“Banca che vai, azioni in collocamento che trovi. Ognuna fa un po’ come le pare, comunque sempre nell’ambito degli spazi che la regolamentazione deficitaria concede. È possibile quindi che un investitore, cliente di una banca che non aderisce al consorzio di collocamento di una offerta pubblica di vendita, non possa sottoscrivere le azioni di una società che si accinge ad approdare in Borsa. Mentre il cliente della banca accanto può liberamente farlo. È assurdo, con tutti i sistemi di gestione centralizzata degli ordini, lasciare il pallino in mano alle strategie commerciali e politiche dei vari istituti di credito. La libertà di valutare nel merito la rischiosità o la bontà dell’investimento in fase di Ipo (dall’inglese initial public offering, offerta pubblica iniziale) andrebbe lasciata al cliente. Invece sono le commissioni, più o meno alte, che vengono riconosciute alle banche che partecipano al consorzio di collocamento che dettano le adesioni dei vari istituti e, di conseguenza, dei loro clienti”. (G. Ursino)
Gianfranco Ursino scrive su Plus24, l’inserto settimanale del sabato del Sole 24 Ore che fa diretta concorrenza alle riviste di Altroconsumo e affini. In un sistema meno corporativo di quello italiano dubito che le banche e le assicurazioni continuerebbero a pagare profumatamente inserzioni pubblicitarie su pubblicazioni nelle quali vengono costantemente prese a pesci in faccia.
Non che manchino i motivi per criticare l’operato di banche e società del settore finanziario in generale; ma, come spesso accade, le critiche si soffermano su questioni che non andrebbero affatto censurate, mentre alcune altre attività sono perfino elogiate, salvo poi essere oggetto di critiche feroci quando vengono a galla delle magagne. Per esempio, nessuna banca subisce critiche quando elargisce credito a piene mani anche in periodi di vacche magre a chiunque ne faccia richiesta, salvo poi essere messa sulla graticola quando gran parte di quei crediti diventano sofferenze e la banca entra in crisi.

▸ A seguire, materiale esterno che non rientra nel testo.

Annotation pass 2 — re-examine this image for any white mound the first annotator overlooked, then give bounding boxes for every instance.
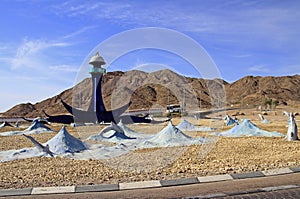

Nel caso in questione, Ursino ritiene che la scelta di una banca di non partecipare a un consorzio di collocamento di azioni, di conseguenza non rendendo quel prodotto disponibile alla propria clientela, sia un effetto di “regolamentazione deficitaria”. A suo parere è assurdo “lasciare il pallino in mano alle strategie commerciali e politiche dei vari istituti di credito”. Pare che ciò limiterebbe la libertà del cliente. A parere di Ursino la colpa delle banche sarebbe quella di pensare al proprio tornaconto.
Da come affronta la questione, pare che per Ursino le banche siano strutture statali e non imprese private. Qualcuno gli dica che sono passati ormai più di 20 anni da quando lo Stato era banchiere. Non che si possa definire quello bancario un esempio di libero mercato (ma quali esempi si potrebbero fare in Italia?), ma ogni banca ha azionisti ai quali rendere conto e, pur essendo tutt’altro che poco regolamentata, ha il diritto di scegliere quali prodotti offrire e quali no.
Ciò non limita affatto la libertà di scelta del cliente, il quale, se insoddisfatto del servizio offertogli da una banca, può, senza alcuna limitazione, rivolgersi a un’altra banca.
D’altra parte, suppongo che a nessuna persona dotata di buon senso verrebbe da tirare in ballo ipotetiche limitazioni alla libertà di scelta di un cliente se un bar o un ristorante offrono determinate pietanze a altri no.
Beh, forse solo perché su Plus24 non si occupano di ristorazione.
I clienti hanno maggiore libertà di scelta quando i produttori hanno maggiore libertà di offerta. E’ un principio naturale: E proprio a causa di questa condizione naturale il principio non è compreso dai deterministi.